Solar panels still out of reach for most 

Let the Sun Shine in

Although the ridiculously hot weather is one of the most notable things about Charleston — it seems like every summer day is sunny and humid — unfortunately, environmental consciousness is not. And that may be one reason why, when driving around town, you do not see many homes or businesses with solar panels on their roofs.

Erik Lensch, one of the owners of Argand Energy Solutions, is trying to change that, one project at a time. Recently, the company installed solar panels at Blackbaud Stadium.

Interestingly, the name Argand refers to an old-fashioned type of power. “The Argand lamp was a technological breakthrough in the 1800s,” says Lensch. “It was oil-powered and ended up revolutionizing the lighthouse.” Today, Argand Energy Solutions installs solar panels and solar hot water heaters. Lensch now wants to be a part of a movement that will “change the future of the planet.”

Lensch believes that changes in energy consumption must be made quickly to avoid global disaster. Although he admits that solar power is not a “magic bullet,” he maintains that it is an important step in providing and using clean energy. “We are burning through oil and coal like it’s going to be here forever, and it’s not,” he says.

Currently, there are financial incentives for installing solar panels and solar hot water heaters.
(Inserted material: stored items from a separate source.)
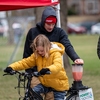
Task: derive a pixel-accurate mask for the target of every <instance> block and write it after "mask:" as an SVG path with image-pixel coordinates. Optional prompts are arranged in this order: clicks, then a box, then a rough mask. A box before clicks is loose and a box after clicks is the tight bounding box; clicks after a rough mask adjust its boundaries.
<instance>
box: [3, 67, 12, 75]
mask: <svg viewBox="0 0 100 100" xmlns="http://www.w3.org/2000/svg"><path fill="white" fill-rule="evenodd" d="M13 71H14V70H13V69H12V68H11V67H7V68H6V69H4V72H6V73H9V74H12V72H13Z"/></svg>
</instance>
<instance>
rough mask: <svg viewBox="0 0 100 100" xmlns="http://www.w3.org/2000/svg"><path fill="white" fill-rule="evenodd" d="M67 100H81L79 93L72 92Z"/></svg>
mask: <svg viewBox="0 0 100 100" xmlns="http://www.w3.org/2000/svg"><path fill="white" fill-rule="evenodd" d="M65 100H80V99H79V96H78V94H70V95H68V96H67V97H66V99H65Z"/></svg>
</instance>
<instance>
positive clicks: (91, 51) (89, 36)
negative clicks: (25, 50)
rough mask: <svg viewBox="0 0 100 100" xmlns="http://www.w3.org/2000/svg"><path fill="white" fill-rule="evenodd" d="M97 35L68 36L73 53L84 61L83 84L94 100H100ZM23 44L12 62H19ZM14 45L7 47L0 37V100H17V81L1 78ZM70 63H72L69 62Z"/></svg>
mask: <svg viewBox="0 0 100 100" xmlns="http://www.w3.org/2000/svg"><path fill="white" fill-rule="evenodd" d="M98 37H99V36H98V35H69V39H70V41H71V43H72V44H73V46H74V49H75V51H76V52H77V53H78V55H79V56H80V57H81V58H82V59H83V60H84V73H83V78H82V81H83V84H84V85H86V86H89V87H92V89H93V93H94V98H95V100H100V85H99V83H100V81H99V77H100V68H99V66H100V61H99V59H98V57H97V53H96V49H97V41H98ZM23 45H24V39H23V42H22V43H21V45H20V48H19V49H18V50H17V53H16V56H15V57H14V60H13V61H16V60H20V59H21V58H22V52H23ZM14 48H15V45H8V43H7V39H6V38H1V37H0V100H18V93H17V90H16V89H14V87H15V86H17V79H16V78H15V77H14V76H6V77H4V76H2V75H3V69H4V68H5V67H6V66H7V65H8V62H9V59H10V58H11V55H12V53H13V51H14ZM70 62H71V63H72V61H71V60H70ZM67 74H68V77H69V82H70V85H71V83H72V81H73V78H72V74H71V68H67Z"/></svg>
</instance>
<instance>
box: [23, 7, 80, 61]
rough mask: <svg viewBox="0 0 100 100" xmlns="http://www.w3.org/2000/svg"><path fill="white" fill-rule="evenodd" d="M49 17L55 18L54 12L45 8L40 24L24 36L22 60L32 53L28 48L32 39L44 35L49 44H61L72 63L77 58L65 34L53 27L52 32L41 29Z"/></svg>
mask: <svg viewBox="0 0 100 100" xmlns="http://www.w3.org/2000/svg"><path fill="white" fill-rule="evenodd" d="M51 15H52V16H55V17H56V12H55V10H54V9H53V8H52V7H47V8H46V9H45V10H44V12H43V14H42V19H41V22H40V23H37V24H36V27H34V28H31V29H30V30H29V32H28V34H27V36H26V41H25V46H24V53H23V58H26V57H28V56H30V55H31V54H32V53H33V51H32V49H31V48H30V44H31V43H32V41H33V40H34V38H35V37H36V36H37V35H39V34H44V35H46V36H47V37H48V38H49V40H50V41H51V42H60V43H62V44H63V45H64V46H65V52H66V53H67V55H68V56H69V57H70V58H71V60H73V61H74V60H75V59H78V58H79V56H78V55H77V54H76V52H75V51H74V48H73V46H72V45H71V43H70V41H69V39H68V35H67V33H66V32H65V31H64V30H63V29H62V28H59V27H56V26H55V27H54V29H53V31H52V32H47V31H46V30H45V29H44V27H43V26H44V21H45V19H46V18H47V17H48V16H51ZM56 18H57V17H56Z"/></svg>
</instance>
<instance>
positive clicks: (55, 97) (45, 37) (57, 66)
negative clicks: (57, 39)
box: [4, 34, 69, 100]
mask: <svg viewBox="0 0 100 100" xmlns="http://www.w3.org/2000/svg"><path fill="white" fill-rule="evenodd" d="M31 48H33V51H34V53H33V54H32V55H31V56H30V57H28V58H24V59H22V60H20V61H18V62H15V63H13V64H11V65H9V67H7V68H6V69H5V70H4V71H5V72H8V73H9V72H10V71H11V70H25V69H28V68H31V67H33V66H37V70H38V71H40V74H41V75H43V77H41V76H40V77H39V80H40V82H41V83H40V84H38V85H37V86H35V87H34V88H33V90H34V91H35V92H37V93H39V94H40V93H47V92H49V88H50V87H51V89H52V91H53V93H54V100H64V97H65V91H66V90H68V89H69V82H68V77H67V75H66V72H65V70H64V67H63V60H62V55H63V54H64V50H65V48H64V46H63V45H62V44H60V43H57V42H50V41H49V39H48V38H47V37H46V36H44V35H42V34H40V35H38V36H37V37H36V38H35V39H34V41H33V43H32V44H31ZM47 71H50V72H51V73H50V74H49V75H46V72H47Z"/></svg>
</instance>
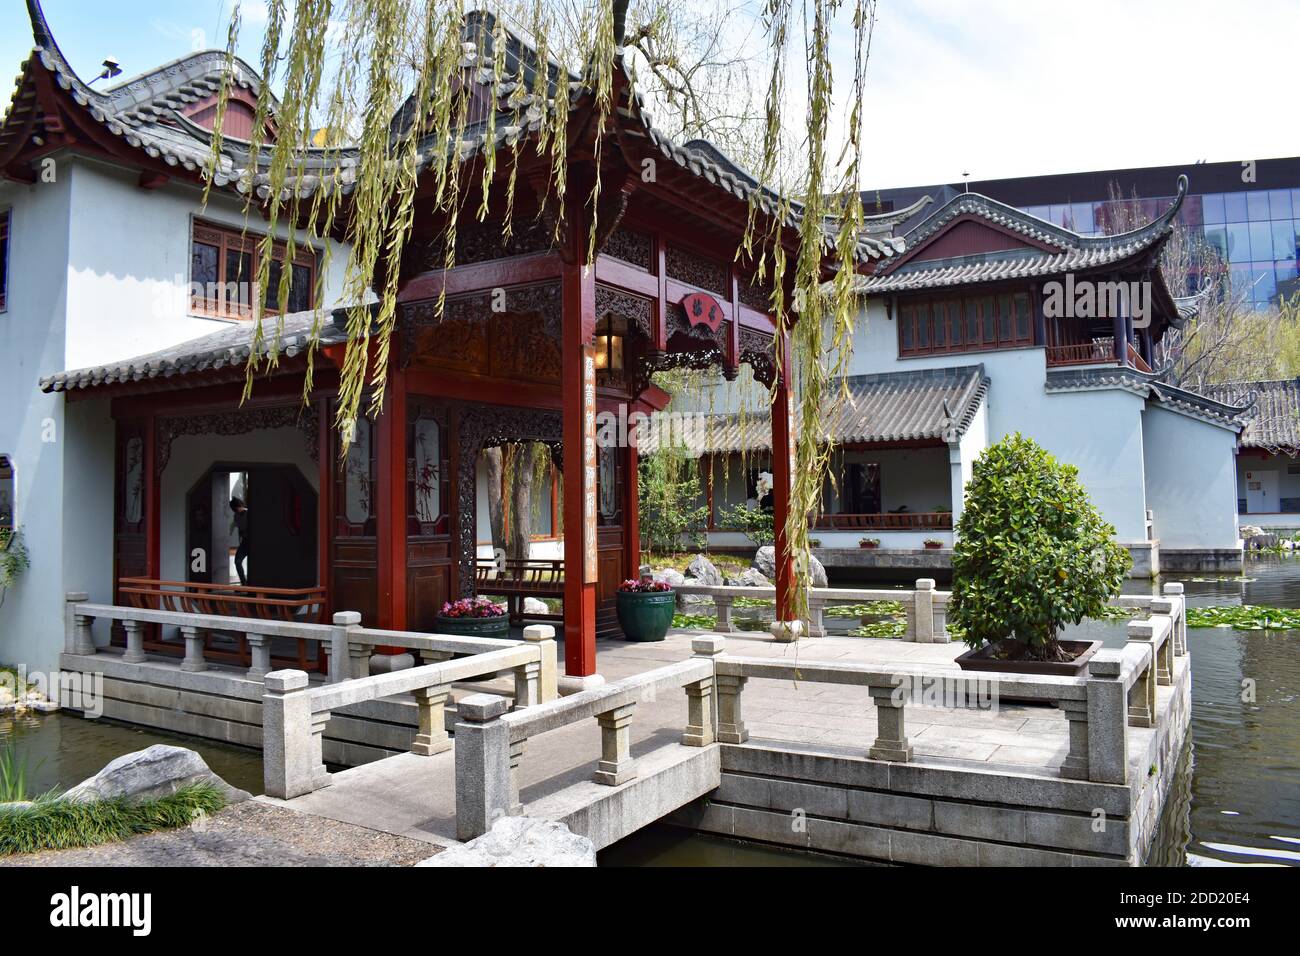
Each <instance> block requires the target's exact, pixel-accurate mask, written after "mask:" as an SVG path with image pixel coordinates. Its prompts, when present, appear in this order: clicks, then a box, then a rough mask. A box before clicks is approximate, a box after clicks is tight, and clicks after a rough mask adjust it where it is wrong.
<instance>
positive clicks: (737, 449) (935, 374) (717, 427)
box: [638, 365, 988, 455]
mask: <svg viewBox="0 0 1300 956" xmlns="http://www.w3.org/2000/svg"><path fill="white" fill-rule="evenodd" d="M846 385H848V389H849V398H848V399H837V401H836V405H835V407H833V410H832V411H831V415H829V419H828V420H827V425H826V428H827V434H828V436H829V438H831V440H832V441H835V442H836V444H841V445H842V444H849V442H891V441H915V440H939V441H945V442H952V441H957V440H958V438H959V437H961V436H962V434H965V432H966V429H967V428H969V427H970V424H971V421H972V420H974V418H975V414H976V412H978V411H979V407H980V403H982V402H983V401H984V395H985V394H987V393H988V377H985V375H984V365H961V367H952V368H927V369H918V371H914V372H883V373H878V375H855V376H850V377H848V378H846ZM649 432H650V433H649V434H647V436H645V437H643V438H642V440H641V442H640V445H638V450H640V451H641V453H642V454H649V453H651V451H654V450H655V449H656V447H659V445H660V444H663V445H673V446H677V445H685V447H686V451H688V453H689V454H692V455H699V454H706V453H727V451H745V450H758V449H770V447H771V445H772V425H771V415H770V414H768V412H755V414H753V415H707V414H701V415H689V414H686V415H672V414H663V412H660V414H658V415H655V416H654V418H653V425H651V428H650V429H649Z"/></svg>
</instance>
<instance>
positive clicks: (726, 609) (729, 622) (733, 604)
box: [714, 594, 736, 633]
mask: <svg viewBox="0 0 1300 956" xmlns="http://www.w3.org/2000/svg"><path fill="white" fill-rule="evenodd" d="M735 606H736V597H735V596H732V594H714V614H716V615H718V623H716V624H715V626H714V630H715V631H716V632H718V633H736V624H733V623H732V619H731V613H732V607H735Z"/></svg>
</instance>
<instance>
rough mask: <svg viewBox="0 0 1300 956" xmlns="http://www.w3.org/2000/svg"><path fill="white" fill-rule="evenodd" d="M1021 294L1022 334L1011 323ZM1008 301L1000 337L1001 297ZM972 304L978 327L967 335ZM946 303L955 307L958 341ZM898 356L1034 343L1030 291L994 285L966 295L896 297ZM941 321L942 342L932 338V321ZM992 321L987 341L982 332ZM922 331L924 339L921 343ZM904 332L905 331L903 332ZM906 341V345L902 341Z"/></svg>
mask: <svg viewBox="0 0 1300 956" xmlns="http://www.w3.org/2000/svg"><path fill="white" fill-rule="evenodd" d="M1021 297H1023V299H1024V304H1026V308H1027V317H1028V334H1027V336H1022V334H1019V332H1018V329H1017V323H1015V303H1017V299H1018V298H1021ZM1004 298H1005V299H1006V300H1008V302H1009V303H1010V310H1011V312H1010V323H1011V325H1010V330H1011V337H1010V338H1009V339H1004V338H1002V319H1004V316H1002V313H1001V300H1002V299H1004ZM971 306H974V307H976V310H978V312H979V319H978V326H979V328H978V329H976V333H978V334H975V336H971V334H970V332H971V329H970V326H969V320H967V310H969V308H970V307H971ZM950 307H956V317H957V321H958V324H959V326H961V338H962V341H961V342H954V341H953V339H954V336H953V325H952V317H953V316H952V313H950V312H949V308H950ZM894 313H896V316H897V321H896V324H897V326H898V329H897V337H898V358H901V359H910V358H919V356H924V355H957V354H965V352H987V351H1005V350H1009V349H1026V347H1032V346H1035V345H1040V343H1039V342H1035V334H1034V294H1032V291H1031V290H1028V289H995V290H989V291H987V293H979V294H970V295H932V297H928V295H918V297H909V298H905V299H900V300H898V302H897V304H896V308H894ZM936 316H939V319H937V321H940V323H943V324H944V336H943V343H939V342H936V338H935V321H936ZM989 325H992V329H993V338H992V341H988V339H987V338H985V332H987V329H988V328H989ZM922 332H924V342H926V345H924V346H922V345H920V342H922ZM905 333H906V334H905ZM905 342H910V345H905Z"/></svg>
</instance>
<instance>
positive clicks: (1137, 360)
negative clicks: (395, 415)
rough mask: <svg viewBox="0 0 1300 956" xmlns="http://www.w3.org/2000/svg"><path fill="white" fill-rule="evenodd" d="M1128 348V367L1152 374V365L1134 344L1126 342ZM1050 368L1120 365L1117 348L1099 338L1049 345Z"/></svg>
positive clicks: (1108, 340) (1105, 341)
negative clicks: (1074, 366) (1146, 360)
mask: <svg viewBox="0 0 1300 956" xmlns="http://www.w3.org/2000/svg"><path fill="white" fill-rule="evenodd" d="M1126 345H1127V346H1128V352H1127V355H1128V360H1127V363H1126V364H1127V365H1130V367H1132V368H1136V369H1138V371H1139V372H1151V365H1148V364H1147V362H1145V359H1143V356H1141V354H1140V352H1139V351H1138V350H1136V349H1135V347H1134V343H1132V342H1126ZM1047 351H1048V368H1057V367H1060V365H1106V364H1119V363H1118V359H1115V346H1114V342H1113V341H1112V339H1109V338H1099V339H1096V341H1092V342H1076V343H1074V345H1049V346H1048V350H1047Z"/></svg>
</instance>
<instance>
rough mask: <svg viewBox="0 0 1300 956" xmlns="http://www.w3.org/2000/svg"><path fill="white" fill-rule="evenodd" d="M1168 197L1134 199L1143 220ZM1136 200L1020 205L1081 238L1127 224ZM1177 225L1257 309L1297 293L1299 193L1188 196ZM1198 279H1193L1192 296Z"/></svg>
mask: <svg viewBox="0 0 1300 956" xmlns="http://www.w3.org/2000/svg"><path fill="white" fill-rule="evenodd" d="M1171 199H1173V198H1171V196H1161V198H1154V199H1143V200H1138V202H1139V204H1140V206H1141V207H1143V213H1144V217H1145V219H1151V217H1154V216H1157V215H1160V212H1161V211H1162V209H1166V208H1169V203H1170V202H1171ZM1134 202H1135V200H1119V202H1093V203H1054V204H1049V206H1024V207H1022V208H1023V209H1024V211H1026V212H1028V213H1031V215H1034V216H1037V217H1040V219H1045V220H1048V221H1049V222H1056V224H1057V225H1061V226H1065V228H1066V229H1073V230H1075V232H1078V233H1082V234H1084V235H1097V234H1101V233H1102V232H1108V229H1106V226H1108V224H1112V222H1123V221H1126V213H1127V209H1125V208H1122V207H1132V206H1134ZM1179 220H1180V221H1182V222H1183V224H1184V225H1186V226H1188V228H1191V229H1193V230H1196V232H1199V233H1200V234H1201V235H1204V238H1205V241H1206V242H1208V243H1209V245H1210V246H1212V247H1213V248H1216V250H1217V251H1218V254H1219V256H1222V259H1223V260H1225V261H1226V263H1227V264H1229V268H1230V271H1231V280H1232V286H1234V289H1239V290H1247V298H1248V300H1251V302H1252V303H1253V304H1255V307H1256V308H1268V307H1270V306H1273V304H1274V303H1277V300H1278V298H1279V295H1282V297H1287V298H1291V297H1294V295H1296V294H1300V280H1297V268H1300V189H1260V190H1243V191H1236V193H1201V194H1191V195H1188V196H1187V202H1186V203H1183V208H1182V211H1180V213H1179ZM1196 282H1197V277H1195V276H1193V277H1192V280H1191V285H1192V287H1191V289H1188V291H1195V285H1196Z"/></svg>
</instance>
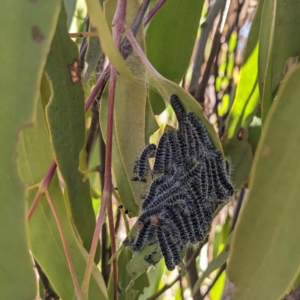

They include federal and state tax rebates, which are quite substantial for businesses but less so for residential buildings. The motivation for homeowners, it seems, comes from knowing that you will recoup your costs in the long run. For solar panels, that becomes the long, long run. Longer than a marathon.

According to Lensch, the average residential solar panel installment will cost “about $25,000 and will take 20 years or more” before the household starts saving money. The good news is, solar hot water heaters are a lot less expensive, and therefore cost recovery is a lot faster. Lensch says that in five to seven years a typical residential solar hot water heater — at about $7,000 a pop — will pay itself off.

Changing the incentive program is one thing Lensch wants to see done to increase the presence of solar power. “I believe every new building should have a plan for solar energy, especially hot water heaters,” Lensch contends. “If there were different financing arrangements, or if it were mandated in the building code, demand would go up.”

As demand goes up, Lensch believes the equipment prices will go down as solar energy becomes more mainstream. Currently, Charleston is one of Argand’s best markets, although they service all of South and North Carolina.